SEISMIC INVERSION TO FLOW SIMULATION - ANGOLA CASE Results from streamline simulations (2): Drained volumes as function of model and realisation at end of simulation. Yellow lines represent total volumes for each realisation, the other lines represent volumes for each producer. Note that the total volume drained from the “SCRF” model is larger than for the other two models. At the same time the production as part of total fluid in place for the SCRF model is also greater than for the two others (51 % vs. 42% and 37%), all indicating that the SCRF model has the better internal connection. SCRF model Rectangles Channels

SEISMIC INVERSION TO FLOW SIMULATION - ANGOLA CASE Results and conclusions (1) An efficient work flow for using seismic data to condition stochastic modelling of facies distribution is explored on data from the Dalai field of offshore Angola block 17 The workflow is used for 2 different Irap RMS composite models(GMPP) and one model derived by a Stanford University methodology (SCRF). The workflow is found to be feasible and easy to use. The SCRF model takes some more effort to implement but no big difficulties were encountered.

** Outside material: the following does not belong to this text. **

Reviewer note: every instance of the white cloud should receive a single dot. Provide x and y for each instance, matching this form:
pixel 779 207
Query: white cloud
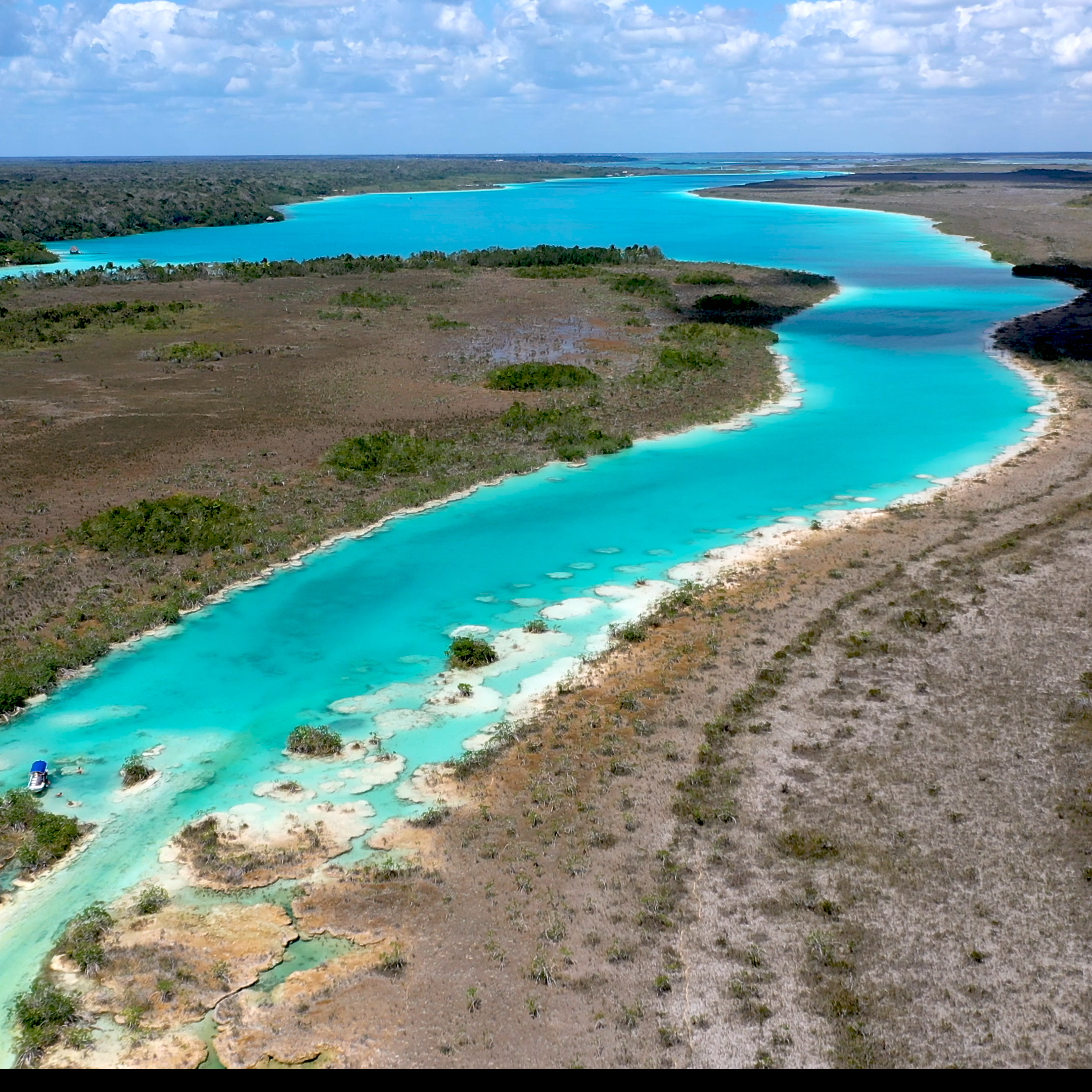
pixel 863 58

SEISMIC INVERSION TO FLOW SIMULATION - ANGOLA CASE Results and conclusions (2) 10 realisation of each model were made and RMS streamline simulations performed to compare and to rank the results. Comparison of visual and numerical results from the simulations show that the sand / shale fraction of the different model/realisations are very similar, This is most likely a function of the modelling set-up and as such inevitable. the RMS model using small rectangular objects in the stochastic modelling do look more heterogenic than the two other models. This is most likely caused by the small size of the elementary rectangles compared to the grid size of the conditioning fabric, which makes it easier to “follow” the minor variations” in the seismic pattern. time to breakthrough (as defined in RMS stream) is slightly larger for the channels model than for the two others (but “inter realisation” variation is very large), indicating that the channels models may be more heterogeneous (?) than the others. the SCRF model has slightly larger total drained volume and is producing a larger part of the total fluid in place that the two other model. This is most likely because of a greater connectivity.

SEISMIC INVERSION TO FLOW SIMULATION - ANGOLA CASE Results and conclusions (3) Overall: The models are quite similar but have some differences. The most conspicuous feature is the very large variation between different realisations. This may partly be due to the modelling set-up either wells in fixed positions and no conditioning to well results. The potential for such large variations is however something to bear in mind assessing more complex models with fewer realisations.

SEISMIC INVERSION TO FLOW SIMULATION - ANGOLA CASE Further work The presented case is very simple (having only two facies!), the workflows should be implemented on more complex cases, either by developing the Dalai case or by continuing the work on another field. The SCRF methodology has been show to be feasible, this work should be continued on other cases with other deposits types and more complex facies relationship. Work on different ways of comparing and ranking models and realisations should be continuing.